User controlled i/o block size?

Tue Apr 12 18:54:36 UTC 2016

On Mon, Apr 11, 2016 at 7:05 PM, Kevin Korb <kmk at sanitarium.net> wrote:
> You didn't say if you were networking or what features of rsync you
> are using but if you aren't networking and aren't doing anything fancy
> you are probably better off with cp -au which is essentially the same
> as rsync -au except faster.

I was curious if "cp -au" was indeed as robust as rsync.

No it isn't.  My test:

Create a folder with numerous files in it (a dozen in my case).  Have
one of them be 9GB (or anything relatively big).

cp -au <src-folder> <dest-folder>

Look in the destination folder and when you see the 9GB file growing,
kill "cp -au".  (I just did a control-C).

Restart "cp -au".

I ended up with a truncated copy of the 9GB file.  (roughly a 3GB file.)

The copy I did yesterday was about 1200 files.  Almost all were about
1.5GB in size, so that was a multi-hour process to make the copy.

Using rsync, I can kill the copy at any time (by desire or system
issue) and just restart it.

Using the simple "rsync -avp --progress" command I end up recopying
the file that was in progress when rsync was aborted, but 1.5GB files
only take 10 or 15 seconds to copy, so that is a minimal wasted effort
when considering a copy process that runs for hours.

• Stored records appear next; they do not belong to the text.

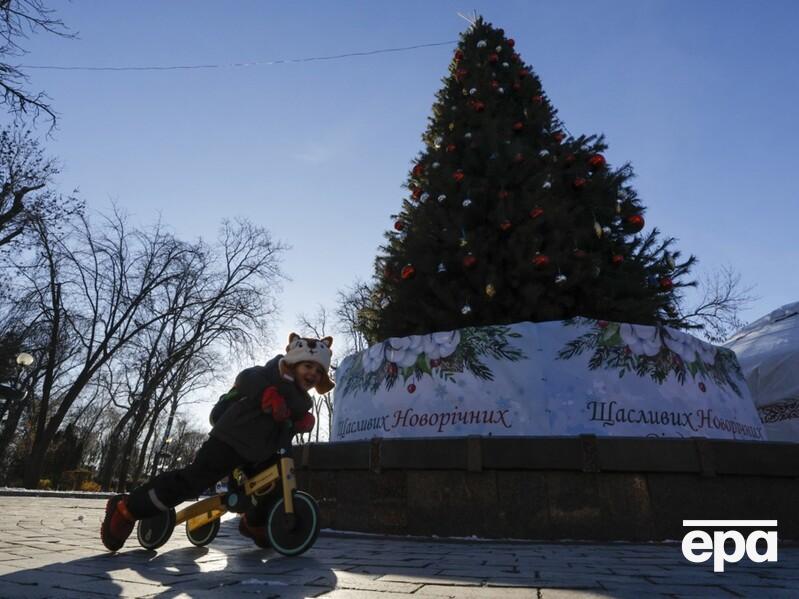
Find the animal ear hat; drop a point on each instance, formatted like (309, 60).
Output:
(317, 351)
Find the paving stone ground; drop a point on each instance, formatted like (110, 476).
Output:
(50, 547)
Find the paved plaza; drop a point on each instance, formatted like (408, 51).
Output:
(49, 547)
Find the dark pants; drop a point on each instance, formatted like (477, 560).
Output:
(213, 462)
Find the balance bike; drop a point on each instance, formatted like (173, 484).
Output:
(292, 525)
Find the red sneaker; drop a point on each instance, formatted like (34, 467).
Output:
(118, 523)
(256, 533)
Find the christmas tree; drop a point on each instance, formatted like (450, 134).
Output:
(508, 218)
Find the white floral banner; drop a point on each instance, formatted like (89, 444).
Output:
(544, 379)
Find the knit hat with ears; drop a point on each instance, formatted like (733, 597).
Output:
(317, 351)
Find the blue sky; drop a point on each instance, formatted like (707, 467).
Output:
(699, 96)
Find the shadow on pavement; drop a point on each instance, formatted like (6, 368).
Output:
(225, 568)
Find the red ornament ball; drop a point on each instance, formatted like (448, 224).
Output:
(596, 161)
(541, 260)
(636, 222)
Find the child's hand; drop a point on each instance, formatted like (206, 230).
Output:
(273, 403)
(305, 424)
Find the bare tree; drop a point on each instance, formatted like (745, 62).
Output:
(352, 310)
(717, 312)
(97, 295)
(223, 296)
(18, 18)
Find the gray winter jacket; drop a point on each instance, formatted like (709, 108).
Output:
(244, 426)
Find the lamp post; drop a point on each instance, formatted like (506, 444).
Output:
(12, 392)
(24, 359)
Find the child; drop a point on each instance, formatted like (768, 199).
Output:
(246, 433)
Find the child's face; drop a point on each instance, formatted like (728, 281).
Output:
(307, 375)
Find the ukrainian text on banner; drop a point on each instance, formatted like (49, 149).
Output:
(544, 379)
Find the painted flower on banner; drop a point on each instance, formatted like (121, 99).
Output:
(404, 351)
(373, 357)
(642, 340)
(687, 347)
(441, 345)
(440, 356)
(654, 351)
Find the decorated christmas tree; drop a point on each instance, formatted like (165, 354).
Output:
(510, 218)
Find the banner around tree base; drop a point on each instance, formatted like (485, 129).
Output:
(572, 377)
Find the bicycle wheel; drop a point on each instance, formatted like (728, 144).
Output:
(154, 532)
(293, 536)
(204, 534)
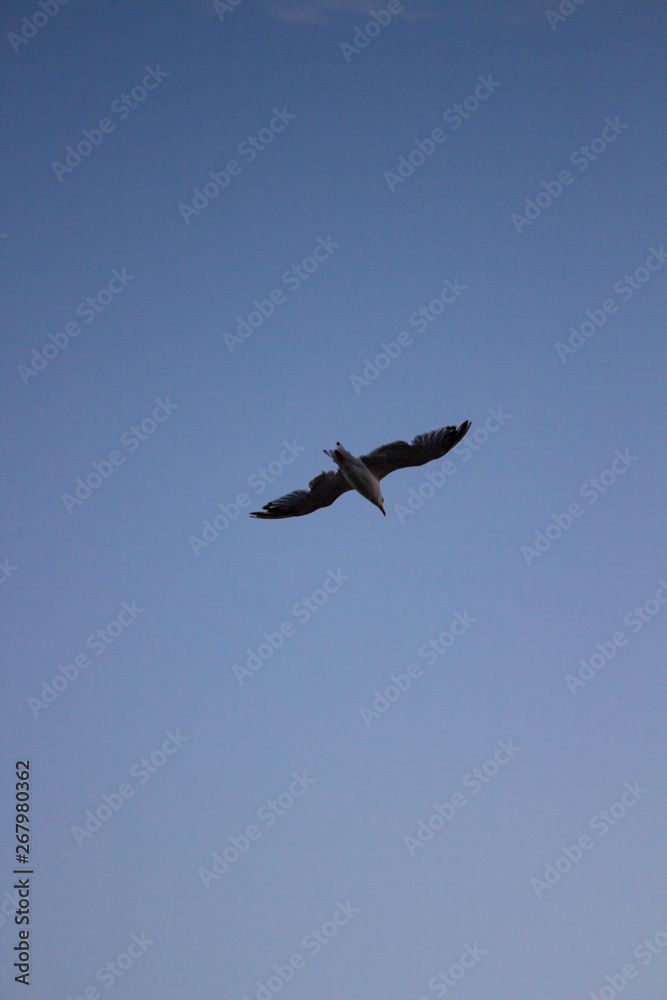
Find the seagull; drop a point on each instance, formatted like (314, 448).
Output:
(363, 474)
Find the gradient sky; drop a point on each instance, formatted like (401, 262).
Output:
(155, 350)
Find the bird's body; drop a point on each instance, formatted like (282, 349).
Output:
(363, 474)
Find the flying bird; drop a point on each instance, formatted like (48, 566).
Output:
(363, 474)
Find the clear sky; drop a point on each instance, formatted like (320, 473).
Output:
(338, 757)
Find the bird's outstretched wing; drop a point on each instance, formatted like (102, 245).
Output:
(425, 448)
(322, 492)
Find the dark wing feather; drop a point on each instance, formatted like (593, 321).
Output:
(425, 448)
(322, 492)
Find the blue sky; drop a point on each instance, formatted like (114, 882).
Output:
(341, 755)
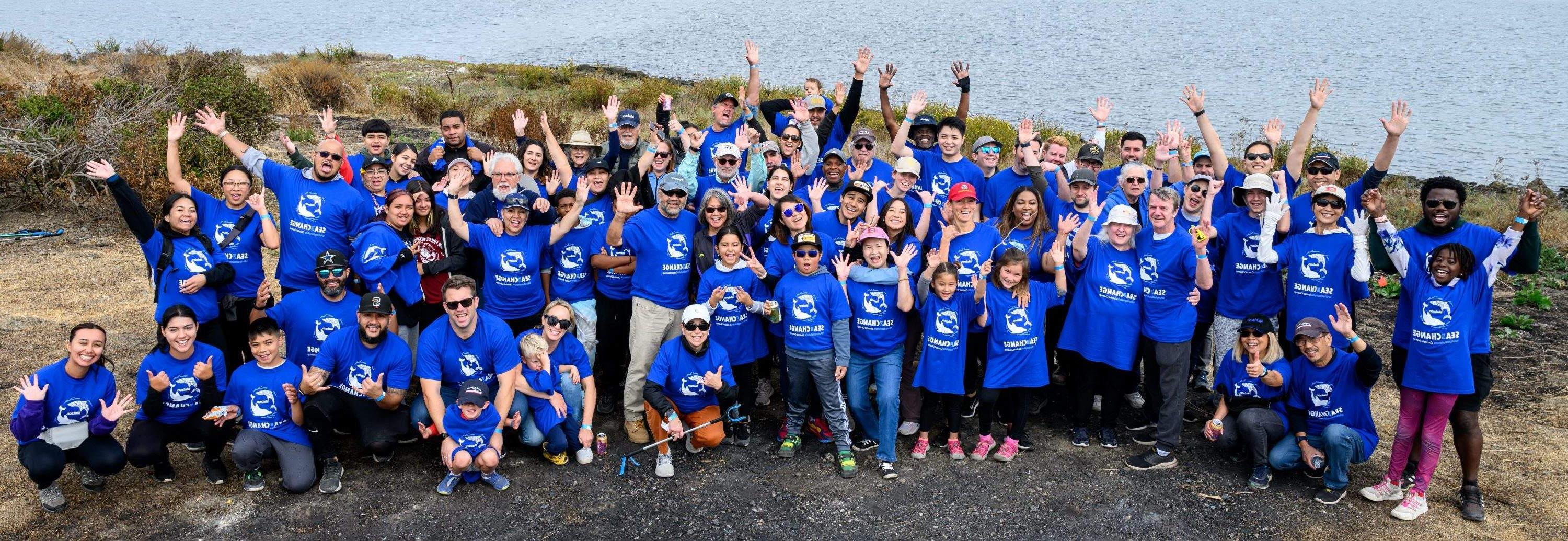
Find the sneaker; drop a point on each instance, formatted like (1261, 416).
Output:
(255, 482)
(90, 480)
(789, 446)
(51, 498)
(982, 447)
(864, 444)
(665, 466)
(164, 473)
(1329, 496)
(1007, 452)
(496, 480)
(637, 432)
(331, 477)
(1261, 477)
(1471, 504)
(1108, 438)
(1412, 507)
(847, 468)
(886, 469)
(1079, 436)
(1151, 460)
(449, 484)
(1383, 491)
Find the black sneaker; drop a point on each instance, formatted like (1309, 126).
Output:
(1329, 496)
(1108, 438)
(1471, 504)
(331, 477)
(1151, 460)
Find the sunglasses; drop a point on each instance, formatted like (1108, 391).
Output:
(1329, 203)
(557, 322)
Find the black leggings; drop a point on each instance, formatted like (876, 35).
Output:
(1015, 404)
(940, 404)
(44, 462)
(149, 440)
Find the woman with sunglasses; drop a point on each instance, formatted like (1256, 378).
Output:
(1327, 266)
(1252, 385)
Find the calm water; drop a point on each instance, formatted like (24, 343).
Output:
(1485, 79)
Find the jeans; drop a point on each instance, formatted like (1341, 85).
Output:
(1340, 444)
(880, 421)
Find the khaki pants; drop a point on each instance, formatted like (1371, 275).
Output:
(651, 325)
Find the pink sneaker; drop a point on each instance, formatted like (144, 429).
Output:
(982, 447)
(1007, 452)
(955, 449)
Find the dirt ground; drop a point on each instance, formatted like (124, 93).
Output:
(95, 272)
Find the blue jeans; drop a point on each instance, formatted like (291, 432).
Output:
(883, 421)
(1340, 444)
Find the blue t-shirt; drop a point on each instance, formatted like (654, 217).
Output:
(737, 330)
(512, 269)
(264, 405)
(811, 305)
(1169, 270)
(487, 353)
(308, 319)
(944, 324)
(314, 217)
(245, 253)
(681, 374)
(1104, 319)
(349, 363)
(1250, 287)
(879, 325)
(1015, 339)
(184, 394)
(1333, 396)
(664, 256)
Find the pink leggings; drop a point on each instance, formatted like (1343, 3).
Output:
(1426, 415)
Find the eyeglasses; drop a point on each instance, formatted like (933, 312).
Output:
(557, 322)
(463, 303)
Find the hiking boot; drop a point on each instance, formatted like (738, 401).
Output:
(331, 477)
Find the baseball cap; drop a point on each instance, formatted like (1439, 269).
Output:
(474, 393)
(695, 313)
(628, 118)
(1310, 328)
(962, 190)
(375, 303)
(331, 259)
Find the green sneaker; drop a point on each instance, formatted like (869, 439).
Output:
(847, 468)
(789, 446)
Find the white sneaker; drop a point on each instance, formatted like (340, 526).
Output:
(1412, 507)
(665, 466)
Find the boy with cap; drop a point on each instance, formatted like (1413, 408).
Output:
(471, 447)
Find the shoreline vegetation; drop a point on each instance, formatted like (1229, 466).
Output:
(109, 101)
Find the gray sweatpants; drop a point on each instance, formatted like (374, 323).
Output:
(295, 462)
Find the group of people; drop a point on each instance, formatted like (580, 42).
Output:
(446, 291)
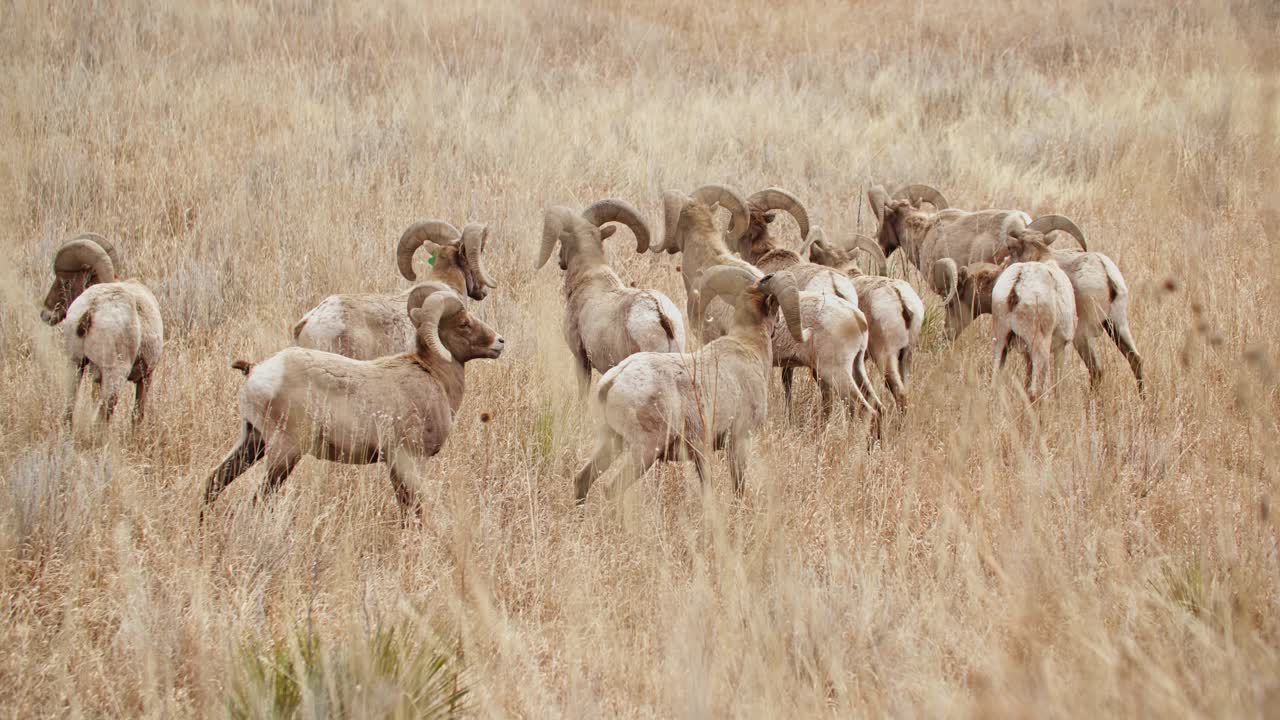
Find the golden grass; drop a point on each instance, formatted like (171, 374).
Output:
(1095, 556)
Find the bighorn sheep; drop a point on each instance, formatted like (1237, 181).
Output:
(763, 251)
(604, 319)
(690, 229)
(1032, 306)
(671, 406)
(371, 326)
(958, 235)
(396, 410)
(894, 311)
(1101, 299)
(112, 327)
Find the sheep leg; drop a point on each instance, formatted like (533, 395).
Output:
(864, 384)
(140, 399)
(112, 386)
(1119, 333)
(279, 463)
(787, 378)
(583, 372)
(247, 451)
(73, 381)
(1038, 364)
(1084, 349)
(737, 449)
(607, 449)
(403, 469)
(640, 459)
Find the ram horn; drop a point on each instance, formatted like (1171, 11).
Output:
(917, 194)
(615, 210)
(672, 205)
(728, 281)
(85, 254)
(475, 237)
(778, 199)
(434, 232)
(556, 220)
(437, 308)
(946, 277)
(726, 197)
(782, 286)
(1048, 223)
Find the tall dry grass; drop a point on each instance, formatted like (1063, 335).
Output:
(1096, 556)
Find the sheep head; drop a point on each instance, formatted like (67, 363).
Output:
(684, 214)
(1024, 246)
(447, 329)
(755, 297)
(763, 209)
(1046, 224)
(891, 212)
(80, 263)
(583, 235)
(968, 290)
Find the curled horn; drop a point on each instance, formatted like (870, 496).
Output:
(946, 277)
(557, 220)
(816, 237)
(726, 197)
(85, 254)
(613, 210)
(435, 232)
(435, 308)
(475, 236)
(917, 194)
(874, 250)
(728, 281)
(672, 205)
(778, 199)
(1048, 223)
(782, 286)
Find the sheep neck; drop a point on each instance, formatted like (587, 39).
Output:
(912, 232)
(589, 272)
(451, 374)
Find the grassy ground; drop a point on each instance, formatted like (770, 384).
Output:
(1098, 555)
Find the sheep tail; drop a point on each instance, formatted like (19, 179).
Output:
(1013, 291)
(85, 323)
(906, 311)
(667, 327)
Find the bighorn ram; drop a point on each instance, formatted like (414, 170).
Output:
(1101, 299)
(672, 406)
(112, 327)
(396, 410)
(371, 326)
(762, 250)
(892, 309)
(604, 319)
(690, 229)
(958, 235)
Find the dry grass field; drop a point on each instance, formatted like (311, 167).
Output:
(1096, 555)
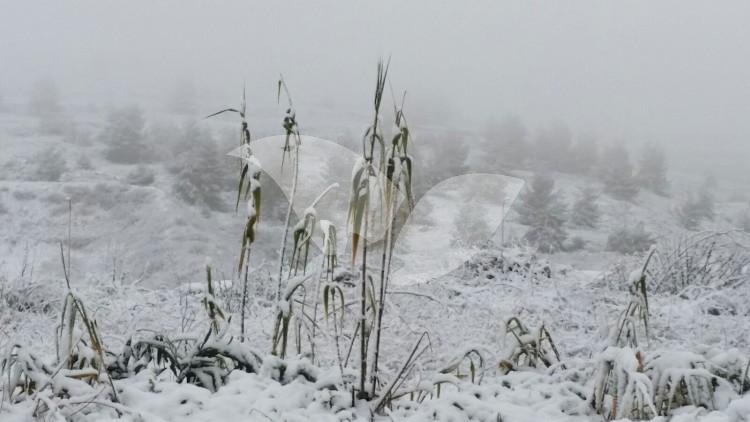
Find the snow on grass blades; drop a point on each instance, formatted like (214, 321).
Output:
(530, 349)
(637, 309)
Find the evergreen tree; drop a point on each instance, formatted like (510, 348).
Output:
(124, 136)
(585, 211)
(652, 170)
(617, 173)
(697, 207)
(543, 211)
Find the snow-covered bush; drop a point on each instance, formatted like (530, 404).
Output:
(49, 165)
(616, 172)
(621, 388)
(630, 240)
(585, 210)
(201, 174)
(700, 260)
(532, 347)
(124, 136)
(695, 208)
(652, 170)
(681, 379)
(141, 175)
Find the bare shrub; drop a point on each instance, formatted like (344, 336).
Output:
(702, 259)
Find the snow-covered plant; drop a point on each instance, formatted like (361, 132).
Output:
(204, 362)
(621, 388)
(244, 142)
(50, 165)
(707, 260)
(543, 211)
(284, 314)
(630, 240)
(397, 184)
(585, 211)
(124, 136)
(363, 185)
(249, 182)
(292, 143)
(637, 309)
(475, 359)
(213, 310)
(330, 241)
(532, 348)
(681, 379)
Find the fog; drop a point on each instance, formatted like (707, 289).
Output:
(674, 73)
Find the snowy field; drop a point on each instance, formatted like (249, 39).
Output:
(472, 331)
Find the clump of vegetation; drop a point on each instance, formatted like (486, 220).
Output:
(617, 173)
(652, 170)
(630, 240)
(585, 210)
(637, 313)
(621, 389)
(695, 208)
(49, 165)
(533, 347)
(124, 136)
(141, 176)
(700, 260)
(543, 211)
(201, 175)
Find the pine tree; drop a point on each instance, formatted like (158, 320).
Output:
(124, 136)
(617, 173)
(585, 211)
(543, 211)
(652, 170)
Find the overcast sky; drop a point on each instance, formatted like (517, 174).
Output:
(675, 72)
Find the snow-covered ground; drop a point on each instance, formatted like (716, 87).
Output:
(138, 257)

fyi: In my job I work with 100GB+ read-only datasets all the time.
The tools are all designed  to segment the data into 1.5 GB files.
One advantage is if a file becomes corrupt, just that segment file has
to be replaced.  All the large files are validated via MD5 hash (or
SHA-256, etc).  I keep a minimum of two copies of all datasets.
Yesterday I was making a third copy of several of the datasets, so I
had almost 2TB of data to copy.

Thanks
Greg
--
Greg Freemyer
www.IntelligentAvatar.net